Lee-Davis High School in Hanover County combines the names of Confederate Gen. Robert E. Lee and Confederate President Jefferson Davis. The mascot is the Confederate, and the feeder middle school is named after Confederate Gen. Stonewall Jackson. A gigantic banner in the gymnasium of the two Confederates says the school was established in 1959.
That year is important because many monuments to Confederate leaders were established post-World War II, when black people began to stand up and demand their civil rights. The school name is rooted in a history of intimidation, degradation and enslavement of black people in America.
It’s time for the name to change.
Imagine being a student of color having to attend a school built on a legacy of white supremacy. How can black students proudly say they are a Confederate at school pep rallies or sporting events?
A former student, Faith Hubbard (Class of 2019) said, “Being forced to call myself a Confederate as a black student at this school was so disgusting and humiliating. My friends and I made many attempts to contact the school board about this and they shut us down each time.”
School spirit is an essential point of pride for students. The students at Lee-Davis are being robbed of that experience and are being racially abused by their school’s name.
White students also want the name to be changed, and have urged their classmates to sign a petition on Change.org. It has more than 12,000 signatures, and is filled with comments from former students who felt abused by the name of their school.
The Hanover NAACP recently issued a challenge to the name in federal court, saying that the name was a violation of the rights of black students under the Equal Protection Clause of the 14th Amendment. The suit was dismissed.
The parents and leadership of Hanover refuse to change the name and collectively attempt to silence any student or group advocating for change, sending the message that the concerns of students of color do not matter. This message became more evident last year, when in response to a KKK rally in the county, Board of Supervisors Chairman W. Canova Peterson said he supported citizens peacefully expressing their opinions. Why is it acceptable for the KKK to be given free speech protection, but students are routinely silenced when advocating for themselves?
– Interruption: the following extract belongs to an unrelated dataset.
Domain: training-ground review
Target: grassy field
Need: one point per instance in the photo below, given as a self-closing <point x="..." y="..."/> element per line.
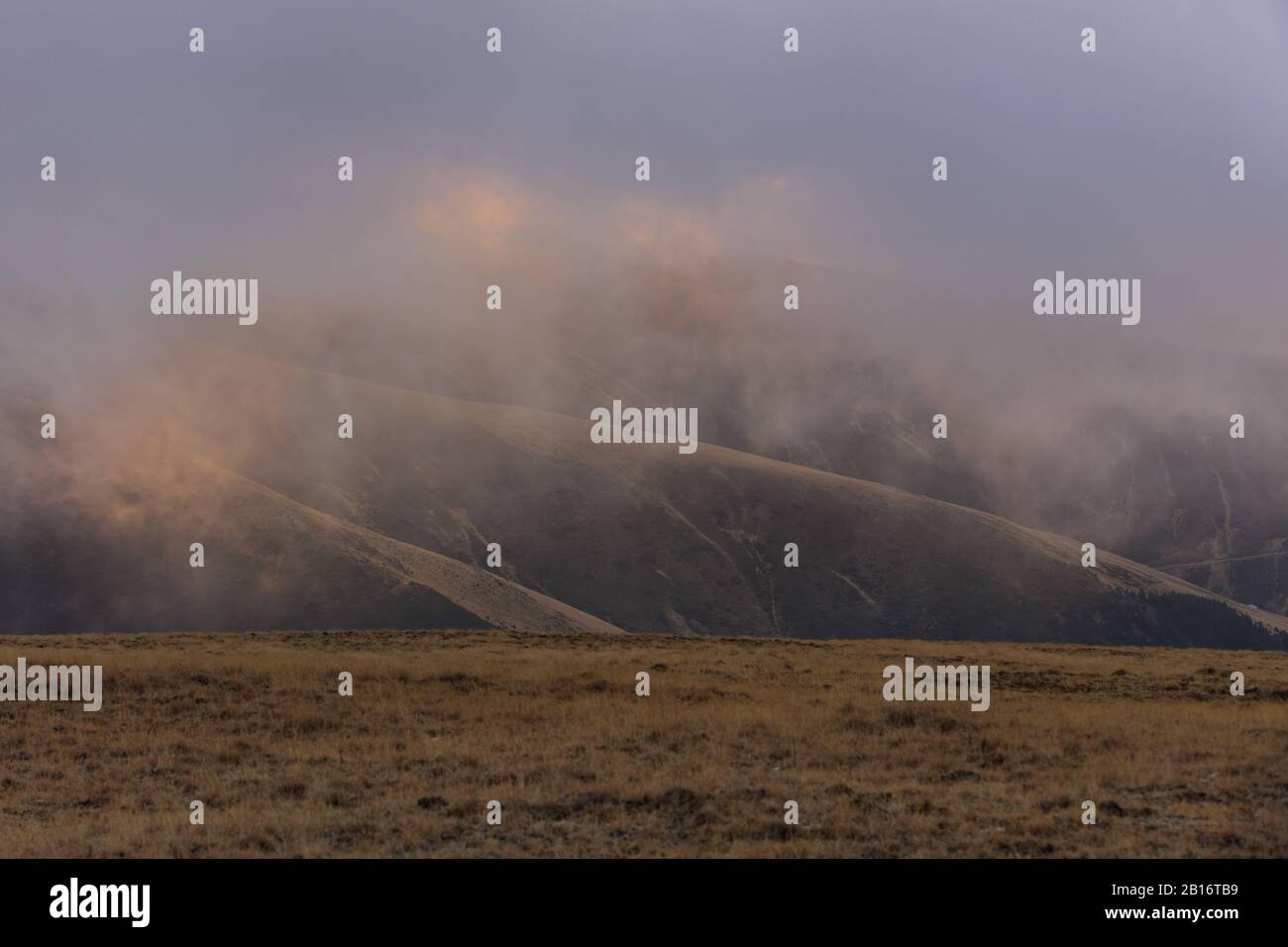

This problem doesn’t exist only in Hanover. This is a problem across Virginia and the nation. Some school districts in Virginia understand the psychological damage being done to students. This past week, Prince William County Public Schools Superintendent Steve Walts said he wants to rename two schools named after a Confederate general. The tide is turning, but Hanover has dug in on the position that hate disguised as heritage is more important than inclusion and empowerment.
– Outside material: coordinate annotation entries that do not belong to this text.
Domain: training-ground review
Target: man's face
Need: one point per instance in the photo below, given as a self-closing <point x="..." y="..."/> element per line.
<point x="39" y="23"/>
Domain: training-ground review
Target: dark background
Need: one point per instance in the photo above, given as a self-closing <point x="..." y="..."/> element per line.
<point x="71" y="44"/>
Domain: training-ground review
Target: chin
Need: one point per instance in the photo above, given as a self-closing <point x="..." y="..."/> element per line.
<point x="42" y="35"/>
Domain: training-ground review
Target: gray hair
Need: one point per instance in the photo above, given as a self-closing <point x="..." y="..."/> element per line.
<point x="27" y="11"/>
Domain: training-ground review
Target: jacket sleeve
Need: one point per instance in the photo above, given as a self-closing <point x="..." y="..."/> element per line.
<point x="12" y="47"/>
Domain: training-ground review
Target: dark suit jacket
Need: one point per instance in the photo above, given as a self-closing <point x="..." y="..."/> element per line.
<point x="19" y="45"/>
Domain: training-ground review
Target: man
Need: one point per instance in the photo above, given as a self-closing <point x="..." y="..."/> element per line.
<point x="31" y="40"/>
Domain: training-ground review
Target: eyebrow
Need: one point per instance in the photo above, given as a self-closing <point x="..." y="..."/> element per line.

This past year, the General Assembly passed legislation allowing localities to have control of the removal of Confederate monuments. That doesn’t go far enough to protect the black children of Virginia from the spirit-killing oppression of attending schools named after Confederates: I urge Gov. Ralph Northam and legislators to protect the students of the commonwealth by passing legislation that bans the names and mascots of Confederates from Virginia schools.
Earlier this month, when Northam ordered the removal of the Robert E. Lee statue from Monument Avenue, he said, “When a young child looks up and sees something that big and prominent, she knows that it must be important. And when it’s the biggest thing around, it sends a clear message: ‘This is what we value the most.’ But that’s just not true anymore.”
I think back to that giant Confederate soldier on the gym wall at Lee-Davis High School, and I disagree with the governor. It’s still true for the students who attend Lee-Davis High School and other schools named after Confederates. We must begin the hard work of making sure all our schools uplift and affirm the culture of all our students, starting with removing the names of these figures of hate.